Note: This bug is displayed in read-only format because the product is no longer active in Red Hat Bugzilla.

Bug 1364193

Summary: Ceilometer Collector grows in memory with gnocchi or mongo as backend
Product: Red Hat OpenStack Reporter: Alex Krzos <akrzos>
Component: openstack-ceilometerAssignee: Julien Danjou <jdanjou>
Status: CLOSED DUPLICATE QA Contact: Yurii Prokulevych <yprokule>
Severity: unspecified Docs Contact:
Priority: unspecified    
Version: 9.0 (Mitaka)CC: akrzos, fbaudin, jruzicka, pkilambi, srevivo
Target Milestone: ---Keywords: Triaged
Target Release: ---   
Hardware: Unspecified   
OS: Unspecified   
Whiteboard:
Fixed In Version: Doc Type: If docs needed, set a value
Doc Text:
Story Points: ---
Clone Of: Environment:
Last Closed: 2016-09-02 14:51:45 UTC Type: Bug
Regression: --- Mount Type: ---
Documentation: --- CRM:
Verified Versions: Category: ---
oVirt Team: --- RHEL 7.3 requirements from Atomic Host:
Cloudforms Team: --- Target Upstream Version:
Embargoed:
Attachments:
Description Flags
System resource graphs none

Description Alex Krzos 2016-08-04 16:39:46 UTC
Description of problem:
Ceilometer-collector grows in memory rapidly with mongo or gnocchi as a backend

Version-Release number of selected component (if applicable):
Openstack Mitaka (OSPd deployed overcloud)

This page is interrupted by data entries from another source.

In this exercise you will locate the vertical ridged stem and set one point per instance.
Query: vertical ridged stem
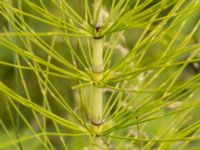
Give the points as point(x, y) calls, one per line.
point(98, 68)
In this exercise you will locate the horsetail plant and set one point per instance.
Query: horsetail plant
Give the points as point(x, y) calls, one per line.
point(100, 75)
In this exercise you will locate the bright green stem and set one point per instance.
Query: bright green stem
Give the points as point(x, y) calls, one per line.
point(98, 68)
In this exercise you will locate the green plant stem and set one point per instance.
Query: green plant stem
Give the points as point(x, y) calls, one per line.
point(97, 68)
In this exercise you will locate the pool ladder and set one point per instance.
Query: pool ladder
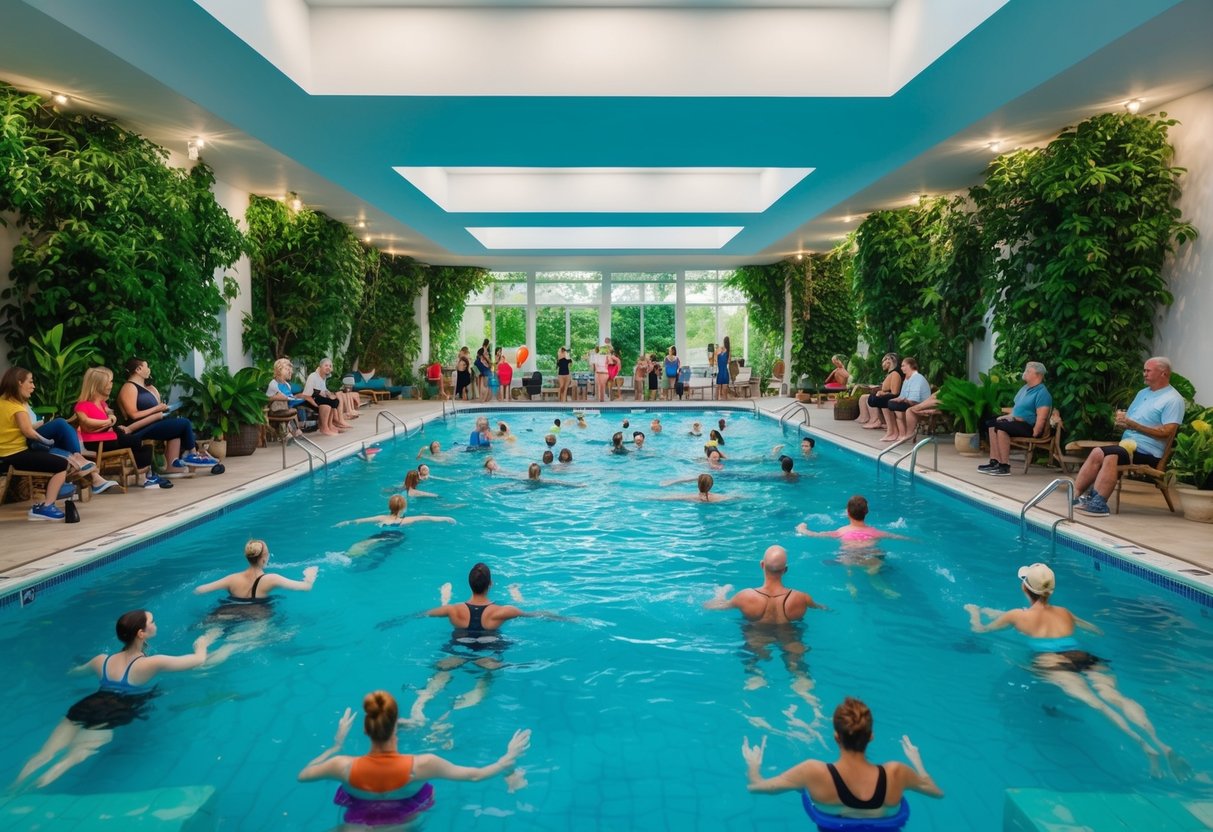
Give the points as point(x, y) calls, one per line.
point(1040, 495)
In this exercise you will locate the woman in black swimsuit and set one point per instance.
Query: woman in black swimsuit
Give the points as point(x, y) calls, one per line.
point(833, 786)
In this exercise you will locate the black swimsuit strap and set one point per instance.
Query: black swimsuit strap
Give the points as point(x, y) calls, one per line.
point(848, 798)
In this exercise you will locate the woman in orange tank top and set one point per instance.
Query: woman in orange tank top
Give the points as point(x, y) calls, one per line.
point(386, 787)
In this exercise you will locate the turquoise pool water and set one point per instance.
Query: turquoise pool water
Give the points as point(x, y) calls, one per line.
point(639, 705)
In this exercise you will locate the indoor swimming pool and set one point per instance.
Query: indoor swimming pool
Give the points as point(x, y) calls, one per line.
point(639, 700)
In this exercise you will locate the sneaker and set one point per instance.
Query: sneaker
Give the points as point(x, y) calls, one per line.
point(46, 511)
point(1095, 506)
point(194, 460)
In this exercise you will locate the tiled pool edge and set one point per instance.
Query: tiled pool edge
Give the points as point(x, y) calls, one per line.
point(1156, 568)
point(21, 588)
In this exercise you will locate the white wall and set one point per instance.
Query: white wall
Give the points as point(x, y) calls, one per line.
point(1184, 330)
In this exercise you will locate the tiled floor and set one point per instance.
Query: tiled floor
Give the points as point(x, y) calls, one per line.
point(1144, 520)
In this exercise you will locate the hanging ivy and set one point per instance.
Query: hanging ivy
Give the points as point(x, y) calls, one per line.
point(115, 245)
point(386, 336)
point(824, 318)
point(308, 278)
point(1081, 229)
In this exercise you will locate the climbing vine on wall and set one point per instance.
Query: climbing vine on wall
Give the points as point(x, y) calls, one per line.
point(114, 243)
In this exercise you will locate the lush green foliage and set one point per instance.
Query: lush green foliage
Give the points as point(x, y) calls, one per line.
point(1082, 228)
point(386, 336)
point(58, 369)
point(449, 289)
point(917, 279)
point(308, 278)
point(824, 318)
point(221, 402)
point(115, 244)
point(973, 403)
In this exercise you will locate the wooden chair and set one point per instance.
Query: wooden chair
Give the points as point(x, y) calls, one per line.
point(1156, 476)
point(1031, 444)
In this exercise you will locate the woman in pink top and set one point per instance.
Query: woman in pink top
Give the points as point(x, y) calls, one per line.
point(96, 421)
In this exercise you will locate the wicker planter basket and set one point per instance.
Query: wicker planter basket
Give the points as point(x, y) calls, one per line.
point(244, 442)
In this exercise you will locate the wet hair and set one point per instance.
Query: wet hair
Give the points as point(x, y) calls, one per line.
point(856, 507)
point(853, 724)
point(95, 380)
point(129, 626)
point(479, 579)
point(11, 382)
point(381, 716)
point(255, 550)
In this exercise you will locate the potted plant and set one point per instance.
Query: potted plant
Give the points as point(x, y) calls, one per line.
point(1191, 463)
point(229, 406)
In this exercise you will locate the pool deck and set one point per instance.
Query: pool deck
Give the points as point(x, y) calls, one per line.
point(1144, 529)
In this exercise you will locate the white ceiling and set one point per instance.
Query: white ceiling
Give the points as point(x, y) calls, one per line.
point(899, 98)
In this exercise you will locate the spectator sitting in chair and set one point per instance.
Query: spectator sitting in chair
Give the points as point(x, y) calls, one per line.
point(1150, 422)
point(17, 451)
point(148, 419)
point(1028, 417)
point(915, 389)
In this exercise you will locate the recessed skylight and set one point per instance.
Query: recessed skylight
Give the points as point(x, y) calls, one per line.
point(604, 189)
point(605, 237)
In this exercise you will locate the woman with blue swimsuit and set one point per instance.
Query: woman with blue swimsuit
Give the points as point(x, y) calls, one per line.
point(121, 697)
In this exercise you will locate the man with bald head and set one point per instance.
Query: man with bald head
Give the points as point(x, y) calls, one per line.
point(770, 603)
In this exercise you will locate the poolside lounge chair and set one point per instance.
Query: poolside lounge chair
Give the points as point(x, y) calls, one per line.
point(1032, 444)
point(1156, 476)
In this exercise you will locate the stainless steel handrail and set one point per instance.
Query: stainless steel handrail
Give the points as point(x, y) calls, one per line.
point(1040, 495)
point(913, 456)
point(892, 448)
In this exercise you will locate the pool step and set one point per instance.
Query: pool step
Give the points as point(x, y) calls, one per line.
point(176, 809)
point(1041, 810)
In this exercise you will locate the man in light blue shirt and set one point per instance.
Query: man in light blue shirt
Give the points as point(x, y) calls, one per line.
point(1150, 422)
point(915, 389)
point(1028, 417)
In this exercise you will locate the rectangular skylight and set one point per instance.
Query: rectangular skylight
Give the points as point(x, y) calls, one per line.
point(605, 237)
point(604, 189)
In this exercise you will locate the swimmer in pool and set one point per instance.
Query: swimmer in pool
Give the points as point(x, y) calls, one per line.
point(856, 534)
point(386, 787)
point(121, 699)
point(1059, 659)
point(397, 505)
point(772, 613)
point(835, 786)
point(477, 622)
point(704, 493)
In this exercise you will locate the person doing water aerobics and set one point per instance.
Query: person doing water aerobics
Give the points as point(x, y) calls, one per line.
point(477, 622)
point(1061, 661)
point(385, 787)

openstack-ceilometer-notification-6.0.0-2.el7ost.noarch
openstack-ceilometer-api-6.0.0-2.el7ost.noarch
openstack-ceilometer-polling-6.0.0-2.el7ost.noarch
openstack-ceilometer-compute-6.0.0-2.el7ost.noarch
openstack-ceilometer-common-6.0.0-2.el7ost.noarch
openstack-ceilometer-collector-6.0.0-2.el7ost.noarch
openstack-ceilometer-central-6.0.0-2.el7ost.noarch
python-ceilometer-6.0.0-2.el7ost.noarch
python-ceilometerclient-2.3.0-1.el7ost.noarch


How reproducible:
With large enough environment/deployment (200 instances)

Steps to Reproduce:
1. Deploy ha-overcloud (3 controllers) with 2 compute nodes
2. Tune nova allocation ratios to allow for more overcommitting of the compute nodes (if needed for your hardware)
3. Tune ceilometer for backend gnocchi (If desired to see ceilometer-collector memory growth with gnocchi)
4. Tune ceilometer to poll more often (default polling is 600s, I have tested 5s, 10s, 60s)
5. Boot small isntances on overcloud at rate of 20 every 1200s or so until you have 200 total instances

Actual results:
Ceilometer collector was witnessed growing in memory from a ~100MiB to over 5GiB and as high as 65GiB.  Eventually this leads to the entire cloud collapsing as there is no swap space for relief on both controllers and computes and the Linux OOM kills processes which causes pacemaker to restart services.

Expected results:
Ceilometer collector to not spike in memory usage.

Additional info:


I understand that mongo as a backend is going away, however this behavior is witnessed with both ceilometer backends (mongo and gnocchi).

View attached screen shots of graphs of tests:

Test 1: 1 OSPd, 3 Controllers, 2 computes - mongo ceilometer backend, 10s interval, 200 instances booted
Test 2: 1 OSPd, 3 Controllers, 2 computes - gnocchi ceilometer backend, 10s interval, 200 instances booted
Test 3: 1 OSPd, 3 Controllers, 2 computes - gnocchi ceilometer backend, 60s interval, 200 instances booted

Comment 2 Alex Krzos 2016-08-04 16:45:28 UTC
Created attachment 1187576 [details]
System resource graphs

System Resource Graphs of Overcloud with 200 instances and ceilometer with mongo and then gnocchi as a backend

Comment 10 Julien Danjou 2016-09-02 14:51:45 UTC

*** This bug has been marked as a duplicate of bug 1336664 ***